PHNOM PENH (Reuters) - Cambodia denied on Friday claims by a group trying to oust the Thai government that Bangkok had covertly ceded land near the disputed 900-year-old Preah Vihear temple on their joint border.

Foreign Minister Hor Namhong said there was also no truth in the People's Alliance for Democracy (PAD) assertion that Thailand had backed Cambodia's bid to list the temple as a U.N. World Heritage Site in return for business concessions for ousted Prime Minister Thaksin Shinawatra.

"This has nothing to do with that. But these people used it as pretext for their own political exploitation," he told a news conference.

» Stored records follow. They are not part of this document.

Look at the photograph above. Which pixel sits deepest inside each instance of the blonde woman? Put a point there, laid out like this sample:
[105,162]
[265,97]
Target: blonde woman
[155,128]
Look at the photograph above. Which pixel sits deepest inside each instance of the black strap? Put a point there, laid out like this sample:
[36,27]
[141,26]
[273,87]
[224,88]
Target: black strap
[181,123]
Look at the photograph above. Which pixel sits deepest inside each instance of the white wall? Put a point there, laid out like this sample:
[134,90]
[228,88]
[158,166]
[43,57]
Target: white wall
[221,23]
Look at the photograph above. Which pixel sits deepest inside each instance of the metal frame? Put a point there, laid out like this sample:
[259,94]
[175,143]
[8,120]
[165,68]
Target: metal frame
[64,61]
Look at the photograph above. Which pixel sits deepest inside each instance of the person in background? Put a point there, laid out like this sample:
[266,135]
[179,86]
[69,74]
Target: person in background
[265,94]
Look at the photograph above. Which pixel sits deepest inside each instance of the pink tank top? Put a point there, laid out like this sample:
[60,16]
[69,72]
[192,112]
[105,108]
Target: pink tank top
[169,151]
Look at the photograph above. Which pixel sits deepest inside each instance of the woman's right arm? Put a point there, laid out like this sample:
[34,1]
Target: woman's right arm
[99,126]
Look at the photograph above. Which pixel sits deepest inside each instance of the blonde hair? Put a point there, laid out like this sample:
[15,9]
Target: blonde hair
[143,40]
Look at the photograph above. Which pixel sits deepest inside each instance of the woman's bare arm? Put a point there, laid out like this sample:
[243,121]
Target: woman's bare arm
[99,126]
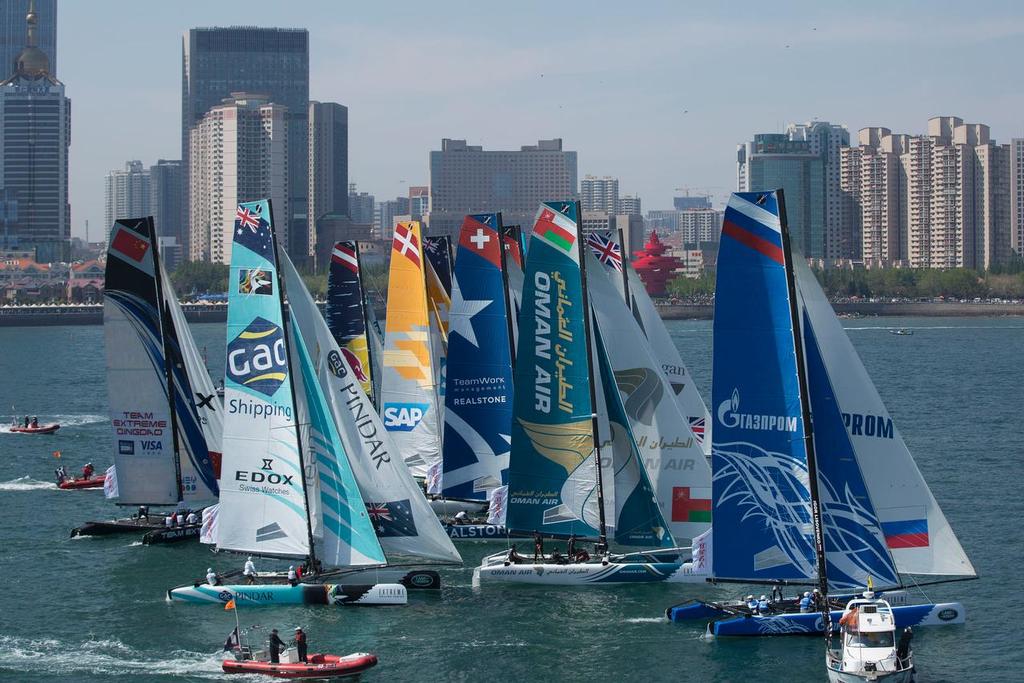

"Thailand did not lose any land -- not even a square centimeter or handprint," he said.

"They took up this issue for political purposes in their aims to topple the Thai government, which would hurt the cooperation and friendship with Cambodia."

Preah Vihear, built by Khmer kings in the 11th century at the start of the Angkorian period, sits on top of a jungle-clad escarpment that forms a natural boundary between Cambodia and Thailand and has been a source of tension for decades.

The site was awarded to Cambodia by the International Court of Justice in 1962 in a decision that rankles with most Thais.

The ruins were off-limits for much of the 1970s to the 1990s, while the temple and surrounding forest were occupied by Pol Pot's Khmer Rouge.

Cambodia closed the temple again this week for fears a nationalist frenzy whipped up by the anti-Thaksin PAD and the opposition Democrat party during a no-confidence debate in parliament could turn into a major ruction.

Several dozen Thai activists with 40,000 signatures went to

U.N. cultural agency offices and the Cambodian embassy in Bangkok calling for a delay in the listing until both countries had settled the dispute.

"We want to tell them that the people of Thailand disagree with what our stubborn government is doing," campaign leader Walwipha Charoonroj, who said she had received help from the PAD, told Reuters.

Fears of a major fallout over Preah Vihear are not fanciful, given that a nationalist mob torched the Thai embassy in Phnom Penh in 2003 over purported comments from a Thai soap star that Cambodia's Angkor Wat temples actually belonged to Thailand.

After the closure, Defence Minister Tea Banh denied a Thai newspaper report he was sending extra soldiers to the border, but said he was "watching the situation closely".

Tea Banh was quoted last month in Thai newspapers as saying Thaksin, ousted in a 2006 coup, was looking to invest in a resort-style entertainment complex on the Cambodian island of Koh Kong.